La dinámica monetaria en los primeros meses del año ha sido compleja. A pesar de las compras de dólares, el Tesoro ha retirado pesos del sistema financiero, lo que ha limitado la capacidad de crédito en el mercado. Este fenómeno, denominado “Punto ANKER a la inversa”, ha llevado a una contracción en la oferta de pesos, lo que ha resultado en un aumento de las tasas de interés, que han mostrado una volatilidad considerable. La mora en los créditos ha ido en aumento, especialmente entre las familias, lo que refleja una presión creciente sobre la capacidad de pago de los consumidores.

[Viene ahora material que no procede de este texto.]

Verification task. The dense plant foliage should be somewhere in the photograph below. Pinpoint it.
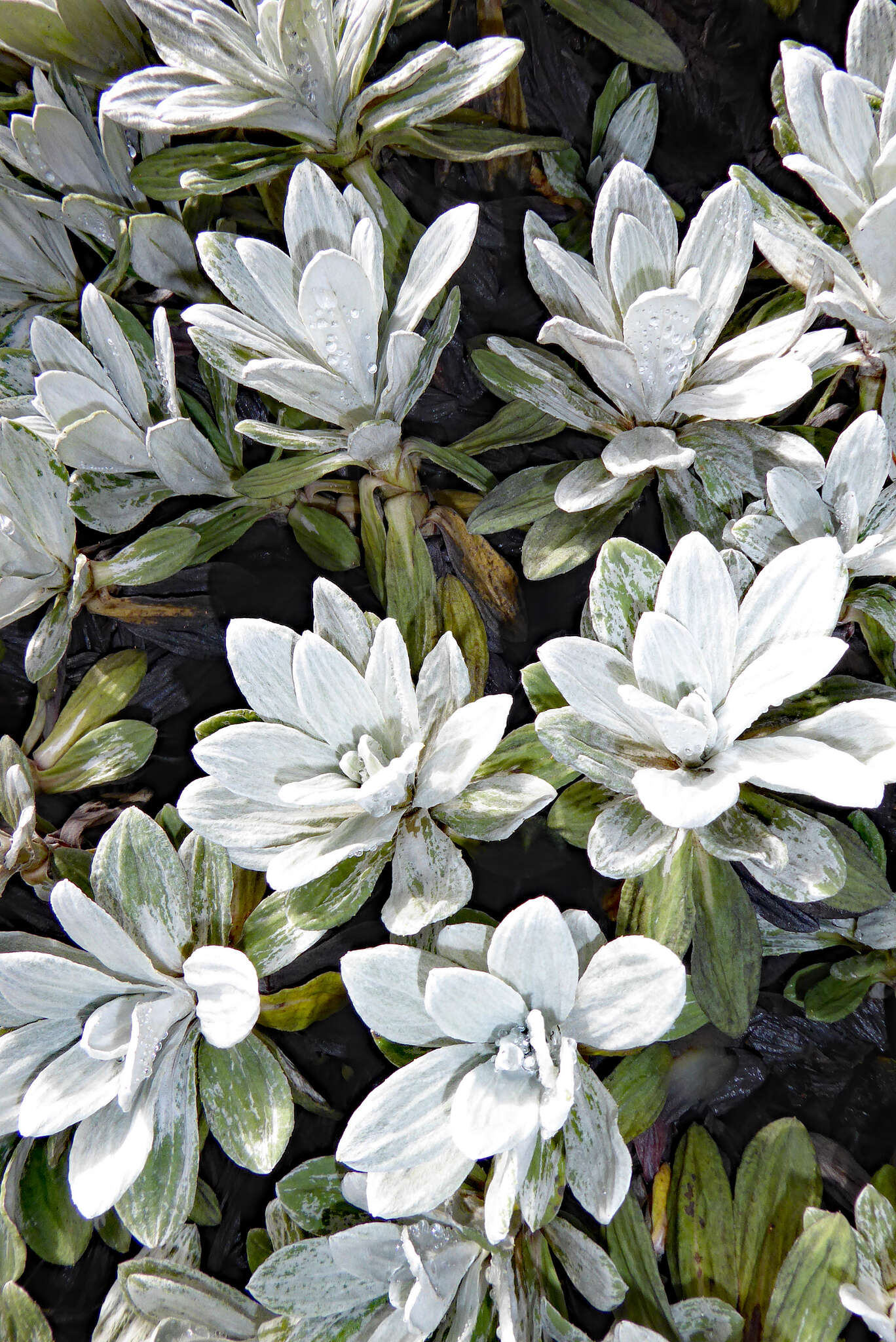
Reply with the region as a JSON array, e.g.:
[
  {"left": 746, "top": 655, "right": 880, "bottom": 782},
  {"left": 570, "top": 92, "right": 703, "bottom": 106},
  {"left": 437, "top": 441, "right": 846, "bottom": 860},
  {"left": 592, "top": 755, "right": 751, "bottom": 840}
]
[{"left": 0, "top": 0, "right": 896, "bottom": 1342}]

A partir de fines de febrero, la coordinación entre el Tesoro y el BCRA ha permitido liberar pesos que inicialmente estaban en pasivos remunerados, lo que ha contribuido a estabilizar las tasas de interés. Las tasas Repo y Caución se han estabilizado alrededor del 20%, lo que ha reducido el costo de fondeo para los bancos. Sin embargo, la baja en las tasas de interés de los plazos fijos mayoristas, que han caído del 38% TNA a 25% TNA, aún no ha tenido un impacto significativo en la expansión del crédito.
Mirando hacia el futuro, la pregunta clave es si los mayores ingresos por exportaciones serán suficientes para mantener el carry trade con tasas negativas en un contexto de inflación persistente. A medida que la estacionalidad de la oferta de dólares se invierte después de julio/agosto, y considerando que gran parte de los dólares adquiridos por el BCRA se han destinado a pagar vencimientos de deuda, el panorama para el crédito y la política fiscal sigue siendo incierto. A diferencia de 2025, el año 2026 no es electoral, lo que podría ofrecer un margen para implementar políticas más efectivas, pero la falta de un horizonte claro sigue siendo un desafío para la economía argentina.